Post Incident Report (2023-08-24)

Summary

On 24th August 2023, at approximately 9am AEST (11pm UTC), Vivi’s engineering team were notified of issues related to showing the incorrect online/offline status for a number of Vivi devices. These issues were determined to have stemmed from attempted upgrades to our Heartbeat service. This service is responsible for handling the ‘heartbeat’ requests from Vivi devices, which in turn is used to determine whether a device will be marked as online or offline.
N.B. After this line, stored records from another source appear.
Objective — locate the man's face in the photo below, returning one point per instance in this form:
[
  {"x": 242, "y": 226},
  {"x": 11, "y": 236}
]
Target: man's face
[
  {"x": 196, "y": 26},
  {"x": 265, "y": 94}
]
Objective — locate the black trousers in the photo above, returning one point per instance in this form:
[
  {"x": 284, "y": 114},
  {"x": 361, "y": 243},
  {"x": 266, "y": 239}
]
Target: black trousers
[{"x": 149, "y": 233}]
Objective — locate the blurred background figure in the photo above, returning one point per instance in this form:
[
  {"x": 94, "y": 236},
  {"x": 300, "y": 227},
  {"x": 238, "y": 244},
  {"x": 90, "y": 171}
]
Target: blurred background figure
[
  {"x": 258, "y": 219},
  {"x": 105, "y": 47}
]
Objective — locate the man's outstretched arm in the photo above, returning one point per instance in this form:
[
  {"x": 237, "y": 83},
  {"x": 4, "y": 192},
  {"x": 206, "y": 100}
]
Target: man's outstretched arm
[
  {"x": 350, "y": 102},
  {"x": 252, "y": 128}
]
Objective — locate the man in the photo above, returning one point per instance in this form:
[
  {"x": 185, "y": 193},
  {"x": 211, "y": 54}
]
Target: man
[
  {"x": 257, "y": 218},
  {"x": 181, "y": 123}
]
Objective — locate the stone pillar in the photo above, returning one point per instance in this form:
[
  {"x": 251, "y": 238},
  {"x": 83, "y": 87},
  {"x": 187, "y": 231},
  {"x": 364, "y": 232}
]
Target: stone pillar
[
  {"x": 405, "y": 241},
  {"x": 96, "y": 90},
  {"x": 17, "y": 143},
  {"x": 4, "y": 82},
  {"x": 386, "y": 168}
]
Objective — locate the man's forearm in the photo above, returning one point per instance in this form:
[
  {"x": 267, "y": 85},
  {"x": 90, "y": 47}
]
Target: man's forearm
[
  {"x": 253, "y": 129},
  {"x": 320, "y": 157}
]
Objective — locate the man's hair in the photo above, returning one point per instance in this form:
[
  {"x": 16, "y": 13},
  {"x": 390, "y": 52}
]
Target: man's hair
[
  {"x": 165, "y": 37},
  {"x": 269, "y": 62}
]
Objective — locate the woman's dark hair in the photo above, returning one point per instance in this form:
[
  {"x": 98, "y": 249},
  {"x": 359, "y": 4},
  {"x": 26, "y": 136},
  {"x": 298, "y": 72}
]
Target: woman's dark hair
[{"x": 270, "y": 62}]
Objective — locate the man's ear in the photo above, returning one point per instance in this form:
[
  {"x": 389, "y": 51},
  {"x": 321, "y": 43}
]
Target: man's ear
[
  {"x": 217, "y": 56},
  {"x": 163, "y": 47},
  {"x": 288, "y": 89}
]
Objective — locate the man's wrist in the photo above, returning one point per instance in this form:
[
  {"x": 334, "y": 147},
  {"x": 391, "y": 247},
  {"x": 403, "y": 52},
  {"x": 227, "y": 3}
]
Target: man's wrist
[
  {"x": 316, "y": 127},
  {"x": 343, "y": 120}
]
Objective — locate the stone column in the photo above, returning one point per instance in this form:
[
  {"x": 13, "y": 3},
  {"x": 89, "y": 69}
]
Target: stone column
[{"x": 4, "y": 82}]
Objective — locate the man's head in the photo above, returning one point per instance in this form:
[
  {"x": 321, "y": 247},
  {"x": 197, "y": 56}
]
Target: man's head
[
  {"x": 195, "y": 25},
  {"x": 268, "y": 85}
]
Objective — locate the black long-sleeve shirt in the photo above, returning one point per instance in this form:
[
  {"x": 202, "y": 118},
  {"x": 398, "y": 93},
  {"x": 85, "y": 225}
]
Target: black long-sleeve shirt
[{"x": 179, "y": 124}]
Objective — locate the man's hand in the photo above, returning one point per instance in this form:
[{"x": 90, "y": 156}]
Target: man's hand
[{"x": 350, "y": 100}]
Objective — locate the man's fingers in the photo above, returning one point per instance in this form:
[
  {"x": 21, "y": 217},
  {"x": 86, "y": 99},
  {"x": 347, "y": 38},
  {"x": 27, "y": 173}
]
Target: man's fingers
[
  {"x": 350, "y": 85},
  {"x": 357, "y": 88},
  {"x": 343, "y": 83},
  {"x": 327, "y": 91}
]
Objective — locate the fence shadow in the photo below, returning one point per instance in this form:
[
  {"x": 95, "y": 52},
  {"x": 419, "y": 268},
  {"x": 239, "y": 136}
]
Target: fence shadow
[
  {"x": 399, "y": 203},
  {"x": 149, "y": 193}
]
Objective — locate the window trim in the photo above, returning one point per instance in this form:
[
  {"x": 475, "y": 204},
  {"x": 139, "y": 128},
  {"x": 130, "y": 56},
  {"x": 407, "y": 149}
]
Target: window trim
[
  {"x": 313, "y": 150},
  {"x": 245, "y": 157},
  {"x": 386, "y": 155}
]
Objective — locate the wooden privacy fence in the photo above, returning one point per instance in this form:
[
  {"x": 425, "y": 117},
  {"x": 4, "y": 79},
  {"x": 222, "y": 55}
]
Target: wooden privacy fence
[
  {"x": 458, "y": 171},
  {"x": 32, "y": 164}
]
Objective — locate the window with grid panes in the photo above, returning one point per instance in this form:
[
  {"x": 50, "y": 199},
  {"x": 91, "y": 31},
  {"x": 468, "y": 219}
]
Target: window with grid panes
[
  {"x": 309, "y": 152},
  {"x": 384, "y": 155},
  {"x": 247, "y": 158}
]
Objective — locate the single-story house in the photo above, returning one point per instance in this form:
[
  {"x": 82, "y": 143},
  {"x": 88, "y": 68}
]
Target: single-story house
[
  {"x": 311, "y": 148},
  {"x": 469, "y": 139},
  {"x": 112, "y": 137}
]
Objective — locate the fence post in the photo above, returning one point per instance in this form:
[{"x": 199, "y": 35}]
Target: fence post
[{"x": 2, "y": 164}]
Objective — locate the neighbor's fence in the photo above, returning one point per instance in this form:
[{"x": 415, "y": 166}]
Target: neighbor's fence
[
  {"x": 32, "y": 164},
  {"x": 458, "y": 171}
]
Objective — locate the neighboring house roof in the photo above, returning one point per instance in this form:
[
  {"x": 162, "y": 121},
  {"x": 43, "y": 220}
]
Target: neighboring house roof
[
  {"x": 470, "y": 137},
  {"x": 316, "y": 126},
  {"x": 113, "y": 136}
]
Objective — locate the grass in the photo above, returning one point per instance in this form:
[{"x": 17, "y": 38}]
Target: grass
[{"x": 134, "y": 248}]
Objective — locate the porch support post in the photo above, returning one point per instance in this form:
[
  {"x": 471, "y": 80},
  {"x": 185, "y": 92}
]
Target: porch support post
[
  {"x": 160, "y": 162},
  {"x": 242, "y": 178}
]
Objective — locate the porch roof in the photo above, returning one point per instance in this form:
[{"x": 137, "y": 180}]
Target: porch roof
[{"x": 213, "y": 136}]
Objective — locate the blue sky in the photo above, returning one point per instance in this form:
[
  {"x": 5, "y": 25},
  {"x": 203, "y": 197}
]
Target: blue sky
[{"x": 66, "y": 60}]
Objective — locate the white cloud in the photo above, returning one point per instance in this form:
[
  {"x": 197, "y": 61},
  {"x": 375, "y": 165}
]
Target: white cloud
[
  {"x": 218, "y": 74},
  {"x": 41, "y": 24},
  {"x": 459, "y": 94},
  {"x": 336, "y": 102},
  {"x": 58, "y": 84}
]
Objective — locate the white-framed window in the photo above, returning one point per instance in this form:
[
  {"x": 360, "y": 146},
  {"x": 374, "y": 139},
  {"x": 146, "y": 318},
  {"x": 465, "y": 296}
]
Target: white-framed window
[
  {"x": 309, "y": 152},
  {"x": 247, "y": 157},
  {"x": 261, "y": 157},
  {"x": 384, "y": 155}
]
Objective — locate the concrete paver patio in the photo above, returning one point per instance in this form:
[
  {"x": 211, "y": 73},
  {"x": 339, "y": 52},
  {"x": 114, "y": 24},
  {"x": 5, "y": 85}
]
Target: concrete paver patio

There had been a number of changes deployed to this Heartbeat service in an attempt to improve overall reliability and scalability of the service. It seems that at least one of these deployments had resulted in the service entering a state where it was no longer able to process requests fast enough, which resulted in a number of delayed Heartbeat requests, resulting in devices showing an incorrect online status.

This issue resulted in a number of customer’s seeing both their devices reporting as offline in Vivi Central as well as being greyed out and shown as offline in the Vivi Client.

Resolution

The service was monitored for the next hour from initial report time and it was deemed to have recovered and had re-entered a working state.

However, at approximately 4pm (6am UTC), the engineering team had determined that it would be safer to redeploy an older version of the Heartbeat service that had been proven to be reliable, to ensure that this issue would not occur again.

Affected Users

Following resolution, and based on the tickets that were raised by a number of schools, we were able to determine that this would have affected approximately 4500 devices. This issue would only have affected the ability to see a box as online/offline, it did not affect actually connectivity to, and usage of, each device and/or room.

As this occurred at the start of the school day, it is likely that a large number of teachers and/or admins would have been attempting to use the devices, and would have experienced issues with seeing their rooms as online.

Timeline

All times below are in AEST.

24th August 2023

9:00am: Initial reports raised to Vivi Support relating to schools experiencing issues where they were incorrectly seeing their devices/rooms marked as offline.

9:30am: Continued monitoring of the Vivi Heartbeat service showed that there had been degradation in the operating status of the service itself, however it was determined to have been slowly recovering.

10:00am: The Heartbeat service had returned to a reliable working state and monitoring of engineering devices had shown that the issue with incorrect online status' had been resolved.

4:00pm: Continued monitoring throughout the day had shown that the Heartbeat service had continued working as expected, however it was determined that to completely eliminate the chance of this happening again, we would redeploy an older version of the service that had proven reliability.

Root Cause Analysis

A root cause analysis identified a couple of key issues that had let to this outage:

  1. Scale Testing: It was determined that the updated service had not been tested for long enough with a large enough number of requests to reliably prove that it would have no issues handling production loads.

  2. Inadequate Monitoring: It was also determined that with more reliable monitoring of this service, the issue could have been identified much earlier and an older version of the service could have been deployed much quicker, meaning customers would likely not have noticed an outage.

Corrective and Preventative Measures

This outage has resulted in the engineering team identifying two key points of correction and prevention to ensure that an outage like this does not occur again

Prioritised Scale Testing

  • It is clear that the upgrades to this service need to be thoroughly tested at production loads (and beyond) for a longer period of time to ensure that if there are any issues that may occur, they are caught before it is deployed to production.

  • Vivi’s engineering team will ensure rigorous scale testing is performed in our staging environment on the new service for an extended period of time to ensure that customers will not experience a similar outage again.

Effective Monitoring

  • This issue has made it clear that more effective monitoring relating to our Heartbeat service needs to be put in place such that similar problems can be identified and resolved quickly.

  • The Vivi engineering team will work to introduce better monitoring of the Heartbeat service to ensure any issues are identified quickly, as well as their causes, to ensure a prompt resolution.